First Horizon's loan and credit performance was likewise mixed.
Loans rose more than 14% yoy on a period-end basis and about 10% on an average balance basis, both of which were better than expected. With lower rates driving increased refinancing activity (something that boosted loan demand at First Republic (FRC)), First Horizon saw strong growth in its mortgage warehouse lending business, with loans up 138% yoy and 32% qoq. Net of the mortgage warehouse business, overall lending was up 4% yoy and 5% qoq - not a bad result when the average smaller bank saw 1.3% qoq loan growth in the third quarter (as per Fed Reserve data).
C&I lending was a little soft, growing 10% yoy but flat qoq, but that was only slightly worse than the average smaller bank. CRE lending was strong, up about 10% qoq, while consumer mortgage lending was down slightly.

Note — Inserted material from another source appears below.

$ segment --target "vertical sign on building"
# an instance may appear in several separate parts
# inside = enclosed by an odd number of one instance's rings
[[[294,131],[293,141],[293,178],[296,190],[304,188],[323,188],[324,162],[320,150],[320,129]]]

Credit quality wasn't as robust. The net charge-off ratio rose from 0.02% last year and 0.07% last quarter to 0.19% this quarter. Although I suppose that's a significant increase, it was tied to two commercial credits. Moreover, I think this highlights the issue that many banks with strong credit quality like First Horizon are now facing - charge-offs can't get any lower, and even just one or two bad credits in a quarter can drive higher charge-offs and provisioning expenses. That credit is no longer a tailwind is not a surprise (I've been talking about this for multiple quarters), but actually seeing it appear in the numbers doesn't help sentiment.
On the deposit side, First Horizon did see okay results in its non-interest-bearing deposit gathering, with qoq growth of just under 4% and yoy growth of around 1.5%. Deposit growth lagged loans on an EOP basis (down 1% versus 5% loan growth), and this is okay - First Horizon had some flexibility with its loan/deposit ratio, and management may as well use that to run off some higher-cost deposits when it can.
Even though First Horizon wasn't really a "NIM outperformance" story, the market didn't like the NIM miss, nor the guidance reduction of 5bp for NIM. I'd note, though, that First Horizon management's estimates are predicated on two more rate cuts, whereas most bank managements are factoring in one additional cut. First Horizon did increase its loan growth guidance, but I expect mortgage warehouse lending to decline next quarter.
First Horizon did also increase its operating cost savings target (by $35 million relative to Q2), and I think this is an underappreciated positive development. I also want to reiterate that First Horizon is an intensely capital cost-conscious bank; if a piece of business won't earn its cost of capital, it doesn't do the business. This leads First Horizon to walk away from more business than its peers, and I'd suspect that it also leads to less-sticky relationships with customers (looking at every piece of business as opposed to "taking one for the team" within the context of a longer-term relationship). Still, I suspect many of First Horizon's peers will regret some of the loans they've been making recently, and this could be a tortoise-versus-hare sort of situation.
I haven't really made any significant modeling changes after this quarter (just fine-tuning in line with the reported results and management guidance), and neither my discounted core earnings nor ROTE-driven P/TBV valuation models change much as a result.
I believe First Horizon should trade in the high teens, and I expect it to continue to generate pre-provision profit growth through 2020 and 2021, a time when I think many peers will see contraction. The market doesn't seem to care, though, and I think more contrarian-minded investors may want to check this name out more closely.